@Felthry an artist performing another artist's song
@noiob is this an unusual enough thing that it needs a distinct name for it??
@Felthry why would it need to be unusual to be named?
@noiob I don't know, it's just like
the way we look at it, a performance of a piece by its composer is the more uncommon event, the performance by someone else ought to be considered the default, or something
@Felthry no, not like that
if someone writes a song for me and I perform it (as in I'm the original performer), it's not a cover, but if you then perform said song it's a cover
@noiob that's strange
since when are songs written for a specific performer
@Felthry well, most bands write their own songs, for starters, or the producing company has songwriters write songs for them
@Felthry it's very much a pop music thing, it's not called a cover if someone plays a Bach piece
@noiob I don't understand pop music
@Felthry well that won't help with understanding pop-music-specific phenomena
@Felthry but, like, most people who write music also play said music? I don't think that's a strange thing
pop musicians then sell recordings said music to be played on the radio/ sold on CDs/ whatever happens nowadays
@Felthry a big part of pop music is also live performances of said musicians
note that pop music especially in its roots didn't necessarily include writing down notes, a big part of stuff like blues or rock is "jamming", just sitting down to play whatever comes to mind
@noiob I guess we've just never known this stuff because we actively avoid pop music
vocals in music make us very uncomfortable so everything we listen to is either soundtrack music or classical music, pretty much
@Felthry there's instrumental pop music! Most jazz is instrumental. I'd classify a lot of soundtracks as pop music, too
@noiob I don't know what it is then
like, our entire conception of music is rooted in it being something that one person writes and many different people play, not something that one person writes and one person plays and then other people play but their performances are branded as lesser by the term "cover"

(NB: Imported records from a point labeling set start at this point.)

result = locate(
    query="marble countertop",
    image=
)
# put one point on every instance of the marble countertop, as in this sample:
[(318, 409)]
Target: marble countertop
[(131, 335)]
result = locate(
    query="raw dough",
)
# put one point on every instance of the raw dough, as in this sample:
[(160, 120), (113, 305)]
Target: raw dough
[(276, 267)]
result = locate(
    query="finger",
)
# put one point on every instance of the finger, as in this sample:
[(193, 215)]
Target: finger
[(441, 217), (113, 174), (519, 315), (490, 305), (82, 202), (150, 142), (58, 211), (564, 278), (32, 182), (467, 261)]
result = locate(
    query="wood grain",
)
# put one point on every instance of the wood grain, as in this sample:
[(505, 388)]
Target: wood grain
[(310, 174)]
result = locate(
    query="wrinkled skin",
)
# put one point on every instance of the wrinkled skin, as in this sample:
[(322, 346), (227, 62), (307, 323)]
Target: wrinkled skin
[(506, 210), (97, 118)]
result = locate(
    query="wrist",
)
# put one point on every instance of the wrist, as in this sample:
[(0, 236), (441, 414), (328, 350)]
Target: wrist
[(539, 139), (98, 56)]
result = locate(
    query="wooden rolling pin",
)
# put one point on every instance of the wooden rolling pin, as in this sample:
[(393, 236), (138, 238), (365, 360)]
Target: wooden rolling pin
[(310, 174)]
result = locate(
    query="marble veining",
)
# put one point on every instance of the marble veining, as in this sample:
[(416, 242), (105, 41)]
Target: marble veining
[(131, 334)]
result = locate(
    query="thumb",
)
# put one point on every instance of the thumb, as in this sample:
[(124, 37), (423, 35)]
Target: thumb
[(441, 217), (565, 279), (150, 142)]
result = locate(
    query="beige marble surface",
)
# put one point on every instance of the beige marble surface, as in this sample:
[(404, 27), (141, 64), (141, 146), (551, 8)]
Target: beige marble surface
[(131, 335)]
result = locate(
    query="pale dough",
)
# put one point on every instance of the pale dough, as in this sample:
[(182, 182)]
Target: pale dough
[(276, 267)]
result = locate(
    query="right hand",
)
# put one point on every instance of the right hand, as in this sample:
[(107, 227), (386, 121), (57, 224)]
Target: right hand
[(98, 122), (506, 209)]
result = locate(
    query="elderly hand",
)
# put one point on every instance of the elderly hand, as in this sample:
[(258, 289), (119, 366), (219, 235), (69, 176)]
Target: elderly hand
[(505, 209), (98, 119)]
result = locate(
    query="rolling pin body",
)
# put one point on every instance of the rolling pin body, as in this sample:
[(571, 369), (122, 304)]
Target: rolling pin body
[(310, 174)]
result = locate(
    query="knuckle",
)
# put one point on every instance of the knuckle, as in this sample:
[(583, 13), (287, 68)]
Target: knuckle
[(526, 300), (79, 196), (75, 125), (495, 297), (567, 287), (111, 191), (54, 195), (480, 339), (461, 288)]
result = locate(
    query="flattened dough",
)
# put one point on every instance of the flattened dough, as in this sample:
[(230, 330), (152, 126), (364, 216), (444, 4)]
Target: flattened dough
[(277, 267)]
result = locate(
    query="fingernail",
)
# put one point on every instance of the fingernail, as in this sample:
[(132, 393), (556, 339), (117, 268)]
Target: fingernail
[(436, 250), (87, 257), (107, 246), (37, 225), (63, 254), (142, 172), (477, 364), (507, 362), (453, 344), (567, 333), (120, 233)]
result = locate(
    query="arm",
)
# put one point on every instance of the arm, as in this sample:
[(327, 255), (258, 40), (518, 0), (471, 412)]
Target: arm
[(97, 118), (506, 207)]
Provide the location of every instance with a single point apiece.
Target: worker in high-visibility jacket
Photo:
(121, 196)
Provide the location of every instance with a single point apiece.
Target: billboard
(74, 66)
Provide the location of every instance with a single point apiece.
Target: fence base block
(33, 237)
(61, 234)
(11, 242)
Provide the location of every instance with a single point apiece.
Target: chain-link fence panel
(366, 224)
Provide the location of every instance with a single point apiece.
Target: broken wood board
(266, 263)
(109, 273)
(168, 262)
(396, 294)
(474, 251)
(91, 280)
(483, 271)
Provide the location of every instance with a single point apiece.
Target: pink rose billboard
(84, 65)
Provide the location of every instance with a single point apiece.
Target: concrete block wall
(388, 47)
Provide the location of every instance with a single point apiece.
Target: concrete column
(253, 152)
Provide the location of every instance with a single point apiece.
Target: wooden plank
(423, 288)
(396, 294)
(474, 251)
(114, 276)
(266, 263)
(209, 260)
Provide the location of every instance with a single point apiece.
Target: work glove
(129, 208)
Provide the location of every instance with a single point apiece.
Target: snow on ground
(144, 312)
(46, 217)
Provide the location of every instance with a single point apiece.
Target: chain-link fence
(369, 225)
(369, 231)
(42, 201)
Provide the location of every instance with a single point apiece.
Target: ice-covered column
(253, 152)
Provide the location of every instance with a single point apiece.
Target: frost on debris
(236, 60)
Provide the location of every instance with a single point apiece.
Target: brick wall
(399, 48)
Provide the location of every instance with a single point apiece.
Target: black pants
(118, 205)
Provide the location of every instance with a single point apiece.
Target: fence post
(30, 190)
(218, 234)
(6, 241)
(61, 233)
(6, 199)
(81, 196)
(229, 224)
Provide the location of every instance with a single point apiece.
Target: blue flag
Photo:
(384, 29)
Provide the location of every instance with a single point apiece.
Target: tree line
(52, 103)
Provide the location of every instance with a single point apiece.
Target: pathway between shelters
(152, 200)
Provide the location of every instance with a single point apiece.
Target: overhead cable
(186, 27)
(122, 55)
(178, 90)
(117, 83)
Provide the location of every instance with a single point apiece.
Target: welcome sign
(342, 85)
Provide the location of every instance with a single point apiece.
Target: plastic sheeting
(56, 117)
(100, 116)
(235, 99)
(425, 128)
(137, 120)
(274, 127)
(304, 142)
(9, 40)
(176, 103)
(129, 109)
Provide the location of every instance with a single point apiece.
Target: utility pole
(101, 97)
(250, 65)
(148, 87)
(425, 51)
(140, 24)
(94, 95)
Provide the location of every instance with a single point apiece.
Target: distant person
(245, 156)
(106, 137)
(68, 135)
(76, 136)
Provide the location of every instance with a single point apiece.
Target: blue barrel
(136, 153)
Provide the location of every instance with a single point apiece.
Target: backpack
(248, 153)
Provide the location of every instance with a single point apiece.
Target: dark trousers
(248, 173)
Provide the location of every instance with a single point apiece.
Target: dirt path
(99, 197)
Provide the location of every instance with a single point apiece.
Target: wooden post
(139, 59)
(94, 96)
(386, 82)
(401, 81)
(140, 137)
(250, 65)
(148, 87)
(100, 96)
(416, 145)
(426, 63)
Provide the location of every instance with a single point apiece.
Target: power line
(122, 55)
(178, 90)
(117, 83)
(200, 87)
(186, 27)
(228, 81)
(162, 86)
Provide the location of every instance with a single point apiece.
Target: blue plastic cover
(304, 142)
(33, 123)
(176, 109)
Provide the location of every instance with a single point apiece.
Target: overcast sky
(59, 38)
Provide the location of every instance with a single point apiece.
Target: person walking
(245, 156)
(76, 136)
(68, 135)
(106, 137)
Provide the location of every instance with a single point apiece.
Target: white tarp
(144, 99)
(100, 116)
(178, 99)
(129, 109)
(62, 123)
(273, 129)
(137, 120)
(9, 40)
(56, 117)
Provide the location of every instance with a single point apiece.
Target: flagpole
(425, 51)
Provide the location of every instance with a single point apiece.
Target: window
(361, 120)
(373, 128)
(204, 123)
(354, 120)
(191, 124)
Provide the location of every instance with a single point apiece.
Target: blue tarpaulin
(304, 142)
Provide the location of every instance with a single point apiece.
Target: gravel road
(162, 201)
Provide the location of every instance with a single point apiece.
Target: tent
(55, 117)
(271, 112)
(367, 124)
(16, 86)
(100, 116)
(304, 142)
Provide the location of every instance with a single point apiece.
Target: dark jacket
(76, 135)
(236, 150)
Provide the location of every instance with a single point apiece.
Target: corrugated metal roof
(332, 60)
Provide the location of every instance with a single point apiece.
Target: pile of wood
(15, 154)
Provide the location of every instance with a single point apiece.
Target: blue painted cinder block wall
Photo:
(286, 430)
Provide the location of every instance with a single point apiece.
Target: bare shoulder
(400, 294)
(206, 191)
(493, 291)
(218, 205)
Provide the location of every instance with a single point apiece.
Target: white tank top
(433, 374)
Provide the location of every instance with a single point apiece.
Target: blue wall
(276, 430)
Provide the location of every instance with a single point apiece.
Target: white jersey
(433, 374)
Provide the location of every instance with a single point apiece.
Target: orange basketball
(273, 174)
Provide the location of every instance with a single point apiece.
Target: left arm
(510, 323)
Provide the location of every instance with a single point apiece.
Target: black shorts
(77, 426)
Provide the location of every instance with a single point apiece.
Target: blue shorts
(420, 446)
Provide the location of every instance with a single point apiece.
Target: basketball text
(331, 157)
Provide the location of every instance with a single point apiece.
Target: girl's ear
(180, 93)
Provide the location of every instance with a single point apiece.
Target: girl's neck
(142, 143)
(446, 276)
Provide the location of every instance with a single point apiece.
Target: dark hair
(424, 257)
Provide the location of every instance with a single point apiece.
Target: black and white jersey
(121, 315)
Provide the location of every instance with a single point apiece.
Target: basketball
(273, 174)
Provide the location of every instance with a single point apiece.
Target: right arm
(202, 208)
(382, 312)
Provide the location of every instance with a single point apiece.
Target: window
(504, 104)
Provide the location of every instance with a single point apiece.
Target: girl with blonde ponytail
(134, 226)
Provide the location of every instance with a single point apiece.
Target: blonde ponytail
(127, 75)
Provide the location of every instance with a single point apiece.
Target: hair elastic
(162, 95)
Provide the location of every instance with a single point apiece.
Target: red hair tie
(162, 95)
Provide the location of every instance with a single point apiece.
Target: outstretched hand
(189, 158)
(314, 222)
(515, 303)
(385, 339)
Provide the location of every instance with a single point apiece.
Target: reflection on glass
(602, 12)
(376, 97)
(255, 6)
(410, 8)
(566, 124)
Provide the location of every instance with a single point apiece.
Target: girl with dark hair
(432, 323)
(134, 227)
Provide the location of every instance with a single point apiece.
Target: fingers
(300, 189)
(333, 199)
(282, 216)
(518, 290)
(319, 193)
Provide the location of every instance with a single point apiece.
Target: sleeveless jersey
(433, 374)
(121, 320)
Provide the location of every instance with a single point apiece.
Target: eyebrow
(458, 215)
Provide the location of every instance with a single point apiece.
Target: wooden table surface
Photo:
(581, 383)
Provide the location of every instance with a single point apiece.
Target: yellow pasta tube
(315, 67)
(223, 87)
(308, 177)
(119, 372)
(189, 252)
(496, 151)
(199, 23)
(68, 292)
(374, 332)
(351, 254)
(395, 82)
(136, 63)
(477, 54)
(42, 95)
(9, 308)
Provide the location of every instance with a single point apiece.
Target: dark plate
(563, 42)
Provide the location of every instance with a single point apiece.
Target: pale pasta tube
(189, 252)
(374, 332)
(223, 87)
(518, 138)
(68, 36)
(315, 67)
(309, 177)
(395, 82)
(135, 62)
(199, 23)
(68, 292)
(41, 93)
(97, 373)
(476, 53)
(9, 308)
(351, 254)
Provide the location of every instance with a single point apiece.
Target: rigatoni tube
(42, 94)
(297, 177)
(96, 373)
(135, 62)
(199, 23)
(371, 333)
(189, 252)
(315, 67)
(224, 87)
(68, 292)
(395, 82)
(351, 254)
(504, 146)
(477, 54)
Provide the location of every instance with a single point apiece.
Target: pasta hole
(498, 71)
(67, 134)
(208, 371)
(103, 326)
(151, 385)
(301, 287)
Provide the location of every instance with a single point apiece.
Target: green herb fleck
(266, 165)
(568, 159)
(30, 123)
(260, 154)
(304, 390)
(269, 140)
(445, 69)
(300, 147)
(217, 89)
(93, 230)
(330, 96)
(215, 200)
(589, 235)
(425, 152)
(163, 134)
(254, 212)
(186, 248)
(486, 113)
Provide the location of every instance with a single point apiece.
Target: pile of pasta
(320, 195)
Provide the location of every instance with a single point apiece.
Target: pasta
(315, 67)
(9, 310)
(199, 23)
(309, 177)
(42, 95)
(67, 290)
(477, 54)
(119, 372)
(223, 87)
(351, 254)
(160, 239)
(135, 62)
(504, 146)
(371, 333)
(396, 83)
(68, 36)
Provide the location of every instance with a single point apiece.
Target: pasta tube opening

@starkatt @Felthry yeah, and "Hurt" is an amazing example of that, Johnny Cash sings that song as if he specifically wrote it for himself, while only having changed one word of the lyrics (and don't get me wrong, I like his version, too, but I can identify a lot more with the NiN version)
another great example of an often-covered song is "Hallelujah" but honestly for me it's Cohen's voice that makes the original and every cover is just so plain in comparison
@Felthry @noiob
OKAY so technically this is a re-arrangement and not a cover but pop covers very frequently change all of the instrumentation so I don't think this is totally off-limits? And I love the example.
Milky Way from the soundtrack to the game FTL [2:40]
https://www.youtube.com/watch?v=3BWs9rV4T2I
Piano arrangement (start at 2:58)
https://brentkennedy.bandcamp.com/track/ftl-themes-ben-prunty
@Felthry @noiob Also here's an entire-ass playlist of covers of Wintergatan's instrumental Marble Machine.
https://www.youtube.com/playlist?list=PLLLYkE3G1HECSsIy4IBqUVyJ76Q4oaA97
@noiob @Felthry The best covers are ones that understand what it is awesome about the original and preserves it, while being willing to modify everything else to make their own artistic statement. If someone does a cover version that's exactly the same as the original but with different performers it's kind of pointless since recorded music is a thing. But covers that take a song and bring it to a place that is completely different from the original can be a thing of beauty.